We Came to Help

This was the Basra Team - with its Iraqi airport management counterparts. We came from diverse backgrounds, from airports and aviation-related businesses across America and beyond. Each came for his/her own reasons, but all were united by a common...


This was the Basra Team - with its Iraqi airport management counterparts. We came from diverse backgrounds, from airports and aviation-related businesses across America and beyond. Each came for his/her own reasons, but all were united by a common desire to make a difference in a country most of us knew very little about.

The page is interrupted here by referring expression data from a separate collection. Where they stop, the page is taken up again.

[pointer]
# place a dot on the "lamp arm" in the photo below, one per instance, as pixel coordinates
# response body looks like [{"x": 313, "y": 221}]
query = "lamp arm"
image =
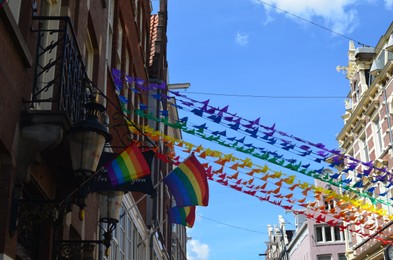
[{"x": 119, "y": 110}]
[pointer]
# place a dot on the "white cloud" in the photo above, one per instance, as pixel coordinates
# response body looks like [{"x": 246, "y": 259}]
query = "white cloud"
[
  {"x": 338, "y": 15},
  {"x": 241, "y": 38},
  {"x": 389, "y": 4},
  {"x": 197, "y": 251}
]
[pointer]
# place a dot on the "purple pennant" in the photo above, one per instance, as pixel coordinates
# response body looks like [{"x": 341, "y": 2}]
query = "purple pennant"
[
  {"x": 215, "y": 133},
  {"x": 289, "y": 147},
  {"x": 162, "y": 85},
  {"x": 383, "y": 194},
  {"x": 164, "y": 113},
  {"x": 186, "y": 103},
  {"x": 367, "y": 171},
  {"x": 223, "y": 133},
  {"x": 272, "y": 141},
  {"x": 197, "y": 112},
  {"x": 116, "y": 73},
  {"x": 305, "y": 153},
  {"x": 269, "y": 133},
  {"x": 320, "y": 170},
  {"x": 241, "y": 140},
  {"x": 371, "y": 190},
  {"x": 358, "y": 184},
  {"x": 224, "y": 109},
  {"x": 152, "y": 85},
  {"x": 265, "y": 137},
  {"x": 176, "y": 93},
  {"x": 337, "y": 152},
  {"x": 368, "y": 164},
  {"x": 157, "y": 96},
  {"x": 123, "y": 99},
  {"x": 118, "y": 81},
  {"x": 129, "y": 80},
  {"x": 320, "y": 146},
  {"x": 231, "y": 138},
  {"x": 216, "y": 119},
  {"x": 235, "y": 126},
  {"x": 284, "y": 141},
  {"x": 248, "y": 125},
  {"x": 347, "y": 181},
  {"x": 206, "y": 102},
  {"x": 201, "y": 128},
  {"x": 211, "y": 111},
  {"x": 256, "y": 121},
  {"x": 139, "y": 82},
  {"x": 253, "y": 133},
  {"x": 142, "y": 106},
  {"x": 184, "y": 119},
  {"x": 352, "y": 166},
  {"x": 237, "y": 121},
  {"x": 281, "y": 133},
  {"x": 322, "y": 154},
  {"x": 135, "y": 90},
  {"x": 306, "y": 166},
  {"x": 304, "y": 147}
]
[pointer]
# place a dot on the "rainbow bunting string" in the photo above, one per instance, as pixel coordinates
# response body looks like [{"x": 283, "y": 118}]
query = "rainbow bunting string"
[
  {"x": 127, "y": 166},
  {"x": 182, "y": 215},
  {"x": 188, "y": 183}
]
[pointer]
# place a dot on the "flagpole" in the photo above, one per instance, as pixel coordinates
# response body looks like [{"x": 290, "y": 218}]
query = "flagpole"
[
  {"x": 140, "y": 199},
  {"x": 81, "y": 185},
  {"x": 154, "y": 230}
]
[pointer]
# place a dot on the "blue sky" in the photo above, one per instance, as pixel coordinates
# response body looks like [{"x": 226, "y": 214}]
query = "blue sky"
[{"x": 286, "y": 67}]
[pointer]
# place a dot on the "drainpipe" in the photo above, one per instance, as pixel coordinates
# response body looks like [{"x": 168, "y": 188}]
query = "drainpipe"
[{"x": 389, "y": 126}]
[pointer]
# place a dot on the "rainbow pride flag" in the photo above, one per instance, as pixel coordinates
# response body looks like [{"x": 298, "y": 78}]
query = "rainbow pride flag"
[
  {"x": 127, "y": 166},
  {"x": 188, "y": 183},
  {"x": 182, "y": 215}
]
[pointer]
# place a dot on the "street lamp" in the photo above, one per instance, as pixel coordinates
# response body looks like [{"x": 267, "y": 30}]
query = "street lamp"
[{"x": 86, "y": 141}]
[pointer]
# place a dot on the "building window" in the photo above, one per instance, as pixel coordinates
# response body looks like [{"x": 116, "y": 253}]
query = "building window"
[
  {"x": 88, "y": 54},
  {"x": 14, "y": 6},
  {"x": 377, "y": 136},
  {"x": 119, "y": 45},
  {"x": 342, "y": 257},
  {"x": 329, "y": 203},
  {"x": 365, "y": 153},
  {"x": 328, "y": 234},
  {"x": 355, "y": 92}
]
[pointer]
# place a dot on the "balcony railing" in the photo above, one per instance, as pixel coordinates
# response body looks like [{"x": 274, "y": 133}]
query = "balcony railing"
[{"x": 60, "y": 80}]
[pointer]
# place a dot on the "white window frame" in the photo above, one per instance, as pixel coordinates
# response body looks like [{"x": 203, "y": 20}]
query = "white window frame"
[
  {"x": 378, "y": 138},
  {"x": 323, "y": 229},
  {"x": 14, "y": 6}
]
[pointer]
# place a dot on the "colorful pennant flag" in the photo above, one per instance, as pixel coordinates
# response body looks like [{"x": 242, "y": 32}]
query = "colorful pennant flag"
[
  {"x": 182, "y": 215},
  {"x": 129, "y": 165},
  {"x": 188, "y": 183}
]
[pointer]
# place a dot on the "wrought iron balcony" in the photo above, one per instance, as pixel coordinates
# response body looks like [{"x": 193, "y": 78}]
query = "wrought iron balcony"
[{"x": 60, "y": 81}]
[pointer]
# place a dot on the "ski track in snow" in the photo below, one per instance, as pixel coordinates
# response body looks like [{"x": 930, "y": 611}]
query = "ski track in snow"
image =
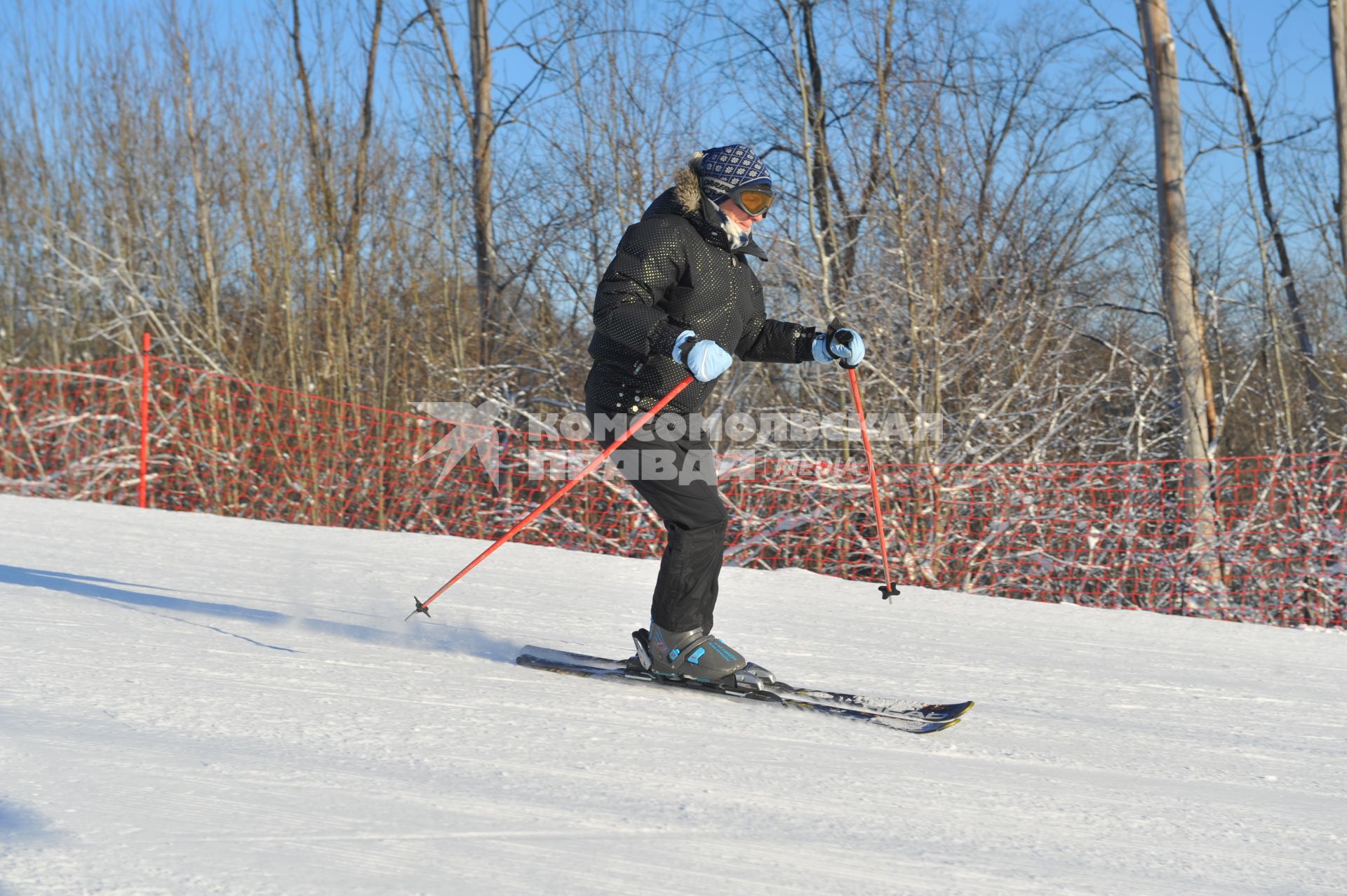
[{"x": 202, "y": 705}]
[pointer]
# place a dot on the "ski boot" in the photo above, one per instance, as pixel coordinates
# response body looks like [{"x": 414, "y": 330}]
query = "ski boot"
[{"x": 698, "y": 657}]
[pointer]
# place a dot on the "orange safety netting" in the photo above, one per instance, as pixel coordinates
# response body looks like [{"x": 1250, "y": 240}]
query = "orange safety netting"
[{"x": 1094, "y": 534}]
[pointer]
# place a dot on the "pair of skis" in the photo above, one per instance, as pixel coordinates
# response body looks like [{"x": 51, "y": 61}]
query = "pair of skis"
[{"x": 894, "y": 714}]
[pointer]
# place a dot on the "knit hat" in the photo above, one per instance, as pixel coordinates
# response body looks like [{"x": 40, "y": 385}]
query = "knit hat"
[{"x": 726, "y": 168}]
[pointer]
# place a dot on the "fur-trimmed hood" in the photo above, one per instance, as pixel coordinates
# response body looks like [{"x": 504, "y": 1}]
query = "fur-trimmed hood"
[
  {"x": 685, "y": 199},
  {"x": 688, "y": 190}
]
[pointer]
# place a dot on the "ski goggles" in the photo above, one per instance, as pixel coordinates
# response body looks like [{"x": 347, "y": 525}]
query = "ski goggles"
[{"x": 753, "y": 200}]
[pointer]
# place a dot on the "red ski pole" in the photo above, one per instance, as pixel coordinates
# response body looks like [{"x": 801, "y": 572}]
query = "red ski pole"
[
  {"x": 538, "y": 511},
  {"x": 888, "y": 591}
]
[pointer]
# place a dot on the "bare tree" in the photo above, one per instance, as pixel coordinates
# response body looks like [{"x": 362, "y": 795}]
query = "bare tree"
[
  {"x": 1288, "y": 279},
  {"x": 1186, "y": 328},
  {"x": 1338, "y": 51}
]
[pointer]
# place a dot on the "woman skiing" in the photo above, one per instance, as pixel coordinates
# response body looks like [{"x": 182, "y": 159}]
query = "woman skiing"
[{"x": 681, "y": 297}]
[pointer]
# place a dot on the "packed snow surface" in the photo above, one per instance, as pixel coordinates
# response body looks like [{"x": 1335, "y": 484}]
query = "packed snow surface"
[{"x": 203, "y": 705}]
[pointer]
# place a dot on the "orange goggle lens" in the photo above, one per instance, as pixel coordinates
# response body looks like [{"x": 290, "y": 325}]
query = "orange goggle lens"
[{"x": 755, "y": 201}]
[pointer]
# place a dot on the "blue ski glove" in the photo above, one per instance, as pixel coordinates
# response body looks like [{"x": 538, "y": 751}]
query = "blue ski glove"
[
  {"x": 705, "y": 359},
  {"x": 843, "y": 344}
]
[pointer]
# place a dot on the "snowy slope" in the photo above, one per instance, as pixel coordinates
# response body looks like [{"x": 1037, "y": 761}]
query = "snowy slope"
[{"x": 196, "y": 705}]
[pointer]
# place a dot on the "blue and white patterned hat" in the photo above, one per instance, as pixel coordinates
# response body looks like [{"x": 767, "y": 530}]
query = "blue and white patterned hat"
[{"x": 725, "y": 168}]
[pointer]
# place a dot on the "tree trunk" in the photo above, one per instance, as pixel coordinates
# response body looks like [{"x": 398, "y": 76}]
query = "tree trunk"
[
  {"x": 1306, "y": 344},
  {"x": 1338, "y": 45},
  {"x": 1177, "y": 285},
  {"x": 483, "y": 131}
]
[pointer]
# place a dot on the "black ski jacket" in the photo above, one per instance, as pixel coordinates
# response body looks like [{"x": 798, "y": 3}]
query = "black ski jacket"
[{"x": 674, "y": 271}]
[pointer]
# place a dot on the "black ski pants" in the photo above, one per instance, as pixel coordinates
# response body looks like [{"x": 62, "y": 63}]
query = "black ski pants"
[{"x": 676, "y": 477}]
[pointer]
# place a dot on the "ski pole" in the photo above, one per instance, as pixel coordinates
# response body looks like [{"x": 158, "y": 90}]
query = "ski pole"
[
  {"x": 518, "y": 527},
  {"x": 888, "y": 591}
]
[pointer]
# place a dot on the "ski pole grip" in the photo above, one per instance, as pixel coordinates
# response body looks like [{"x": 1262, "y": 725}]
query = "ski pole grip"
[{"x": 843, "y": 337}]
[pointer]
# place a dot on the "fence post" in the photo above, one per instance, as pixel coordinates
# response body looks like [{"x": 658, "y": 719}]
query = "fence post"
[{"x": 145, "y": 418}]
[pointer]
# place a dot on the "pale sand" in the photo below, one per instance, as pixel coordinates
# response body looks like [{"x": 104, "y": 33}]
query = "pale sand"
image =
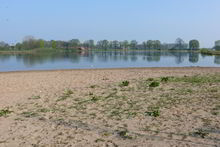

It was the latter half of 2003. An end to major hostilities had been announced and a disparate group of aviation pros was being assembled in order to get Iraq’s airports open to commercial traffic. Our team, led by former Olympia (WA) Airport director Doug Sandau, was tasked with breathing life back into the Basra Airport, located in Southern Iraq near the Kuwait border. It was a daunting challenge.

Working under the most austere conditions, we were tasked with bringing the airport back to life after decades of conflict, neglect, and international sanctions. Our initial reaction: Basra was in surprisingly better condition than expected.

While the airport had sustained some damage, much of it remained in relatively good condition. A 13,120-ft. concrete runway, taxiways, and ramp were in very good condition. The passenger terminal, exquisite in design with beautiful marble flooring and Middle Eastern architecture, seemed stuck in time, its old-style mechanical FIDS system announcing the arrival of flights from more than a decade ago. The passenger terminal was of two-level linear design — one end of the building for international, the other for domestic.

Years of neglect and sanctions had left the airport’s basic services in abysmal shape. Non-functioning water and sewage treatment facilities made living and working there more difficult. Airfield lighting vaults, along with many other critical systems, had been heavily cannibalized to keep them working due to a scarcity of spare parts.

Like a scene out of a Middle Eastern version of the TV show M*A*S*H, we lived and ate in temporary facilities. The heat was intense and the Iraqi insects relentless. The perpetually burning gas wells surrounding the airport made one pine for strict environmental protection regulations back home.

History

Basra is the largest city in southern Iraq, situated on the west bank of Shatt Al-Arab, 55 km from the Arabian Gulf and 545 km from Baghdad. Built by a German consortium of Straubag Bau AG, Bilfiger Berger and Universale in the 1980s, Basra Airport had been designed to accommodate three million passengers annually. But even in its heyday, the airport saw only a small fraction of that. Basra Airport encompasses approximately 2,300 hectares (5,687 acres) and is fully enclosed by a 27-km chain link security fence topped with three strands of barbed wire.

Long underutilized, Basra Airport suffered for years from inadequate funding, maintenance, and staff training. Virtually cut off from the rest of the world for well over a decade, the airport fell further and further behind in its compliance with international standards. No one from the airport staff had attended any form of training in over a decade. Basra had no aerodrome manual, no security program, and no master plan. There was no business plan, no marketing, concession, or air service development program in place.

Local airport directors, in addition to managing their airports under the most difficult circumstances, were also charged with overseeing air traffic control and meteorology departments. For much of the ‘90s, airport “management” at Basra consisted largely of trying to maintain critical systems with insufficient spare parts, watering the plants, and sweeping the floors. Problems at the local level were made worse by a lack of guidance from the top. Iraq’s civil aviation authority, the General Establishment for Civil Aviation (GECA), essentially ceased to exist after the 2003 war; Iraq’s membership in ICAO had lapsed years earlier. These were particularly difficult obstacles to overcome because Iraq’s civil aviation system had a very rigid, top-down structure. The GECA-approved local concession agreements controlled local staff hiring and salaries and exercised near complete control over airport development and budgets.